Minister of Economy of Slovakia
- In office 4 October 2005 – 4 July 2006
- Preceded by: Pavol Rusko, until 24 August 2005, Ivan Mikloš (acting, 24 August – 4 October)
- Succeeded by: Ľubomír Jahnátek

Personal details
- Born: 28 June 1966 (age 59) Jeseník, Czechoslovakia
- Party: Nádej Alliance of the New Citizen (2002–2005) Party of Civic Understanding (1998–2002)

= Jirko Malchárek =

Slovak politician (born 1966)

Jirko Malchárek (born 28 June 1966 in Jeseník) is a former Minister of Economy of Slovakia, former deputy prime minister of Slovakia and former racing driver.

==Life and career==
Malchárek was educated in technical field and graduated at the Slovak University of Technology in Bratislava.

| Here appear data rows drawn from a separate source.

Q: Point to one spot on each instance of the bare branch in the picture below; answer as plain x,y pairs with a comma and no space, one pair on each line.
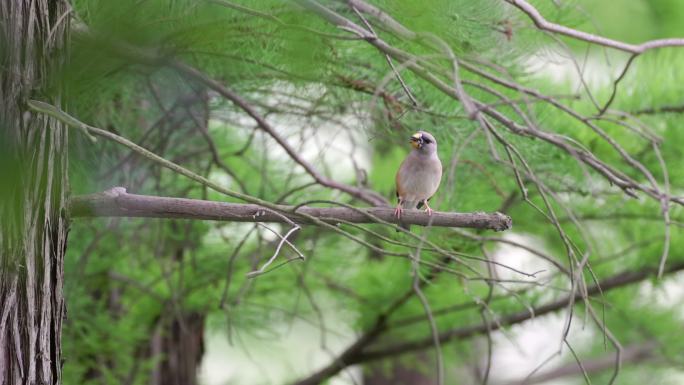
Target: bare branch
116,202
546,25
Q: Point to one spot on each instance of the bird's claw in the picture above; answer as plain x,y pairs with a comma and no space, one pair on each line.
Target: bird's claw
428,209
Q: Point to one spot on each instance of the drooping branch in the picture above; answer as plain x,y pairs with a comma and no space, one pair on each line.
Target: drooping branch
359,351
116,202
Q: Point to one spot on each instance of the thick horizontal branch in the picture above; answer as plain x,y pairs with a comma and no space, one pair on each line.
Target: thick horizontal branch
116,202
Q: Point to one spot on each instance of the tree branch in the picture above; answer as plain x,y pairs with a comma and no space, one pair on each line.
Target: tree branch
116,202
613,282
357,353
545,25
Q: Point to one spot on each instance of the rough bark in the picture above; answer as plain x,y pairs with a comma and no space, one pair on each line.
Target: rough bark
116,202
33,226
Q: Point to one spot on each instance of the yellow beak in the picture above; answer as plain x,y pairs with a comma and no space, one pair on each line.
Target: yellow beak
415,140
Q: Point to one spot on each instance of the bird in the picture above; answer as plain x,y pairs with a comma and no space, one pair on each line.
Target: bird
419,175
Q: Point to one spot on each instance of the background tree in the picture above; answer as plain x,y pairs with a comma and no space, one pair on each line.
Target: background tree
310,103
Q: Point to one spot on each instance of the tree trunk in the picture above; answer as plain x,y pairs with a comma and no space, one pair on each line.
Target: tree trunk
33,192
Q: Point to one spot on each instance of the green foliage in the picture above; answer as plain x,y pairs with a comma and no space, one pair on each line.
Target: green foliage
126,277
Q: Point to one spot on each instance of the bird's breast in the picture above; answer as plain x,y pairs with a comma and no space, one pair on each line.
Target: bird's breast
420,178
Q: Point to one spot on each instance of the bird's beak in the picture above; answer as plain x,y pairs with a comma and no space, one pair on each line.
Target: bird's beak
416,141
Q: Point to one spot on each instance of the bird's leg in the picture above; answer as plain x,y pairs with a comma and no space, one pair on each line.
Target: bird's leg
398,210
427,208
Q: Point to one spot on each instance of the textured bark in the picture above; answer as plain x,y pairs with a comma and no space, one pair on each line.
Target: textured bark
116,202
33,227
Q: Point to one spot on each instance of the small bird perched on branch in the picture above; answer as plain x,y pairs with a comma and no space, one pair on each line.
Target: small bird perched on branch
419,175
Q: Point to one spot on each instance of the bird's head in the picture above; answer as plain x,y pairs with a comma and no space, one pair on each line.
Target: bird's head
423,142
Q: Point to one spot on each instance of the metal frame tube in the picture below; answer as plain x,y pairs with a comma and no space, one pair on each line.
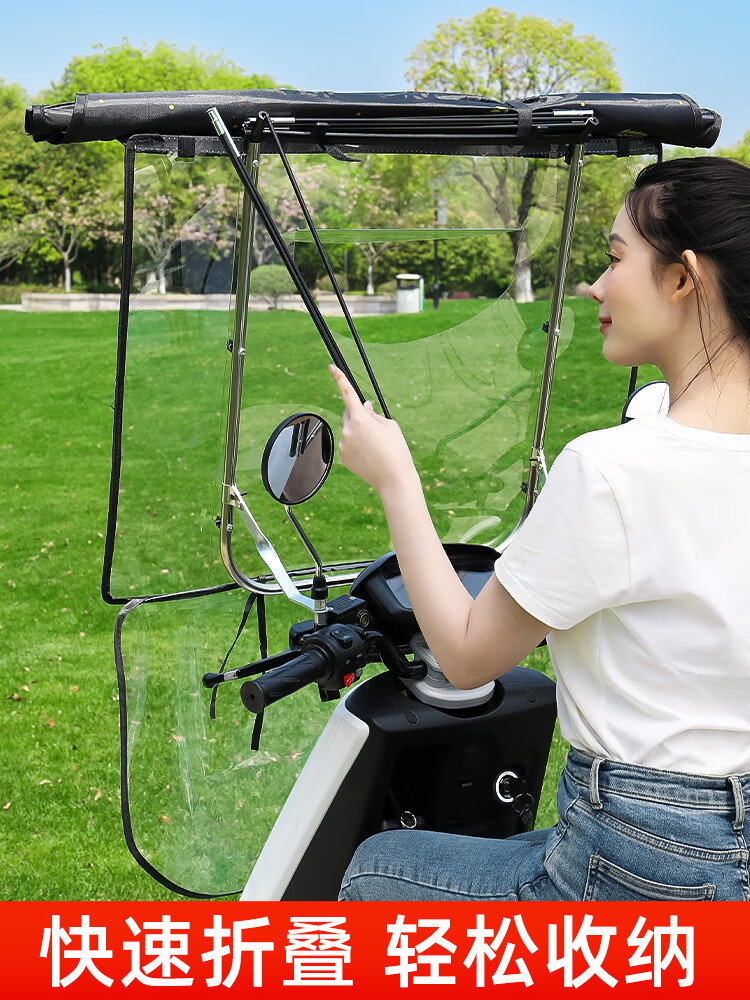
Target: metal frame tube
536,460
231,498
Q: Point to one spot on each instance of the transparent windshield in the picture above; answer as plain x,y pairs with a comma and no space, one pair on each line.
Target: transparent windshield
462,379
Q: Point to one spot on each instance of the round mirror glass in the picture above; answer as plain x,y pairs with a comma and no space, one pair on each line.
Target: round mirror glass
653,397
297,458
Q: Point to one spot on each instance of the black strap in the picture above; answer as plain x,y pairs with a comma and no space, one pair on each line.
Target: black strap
263,640
248,605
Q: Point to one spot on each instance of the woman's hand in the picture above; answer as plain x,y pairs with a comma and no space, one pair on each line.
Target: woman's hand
371,446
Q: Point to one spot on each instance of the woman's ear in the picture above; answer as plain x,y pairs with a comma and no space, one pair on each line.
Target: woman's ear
687,274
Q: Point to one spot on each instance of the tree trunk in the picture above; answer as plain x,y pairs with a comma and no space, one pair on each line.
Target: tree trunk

He was in the Slovak National Council from 1998 to 2006, initially for the Party of Civic Understanding (Strana občianskeho porozumenia) and from 2002 as a member of the Alliance of the New Citizen, of which he is a founding member. In September 2005 he abandoned Alliance of the New Citizen and became a member of Nádej (English: Hope), which did not get into parliament in the 2006 elections.

He is interested in automobile racing and raced for 11 years, including occasional forays into international racing, such as the FIA GT Championship, and in 2002 he was a test driver of Minardi. He is a co-founder of BECEP, organization dedicated to safety of automobile traffic.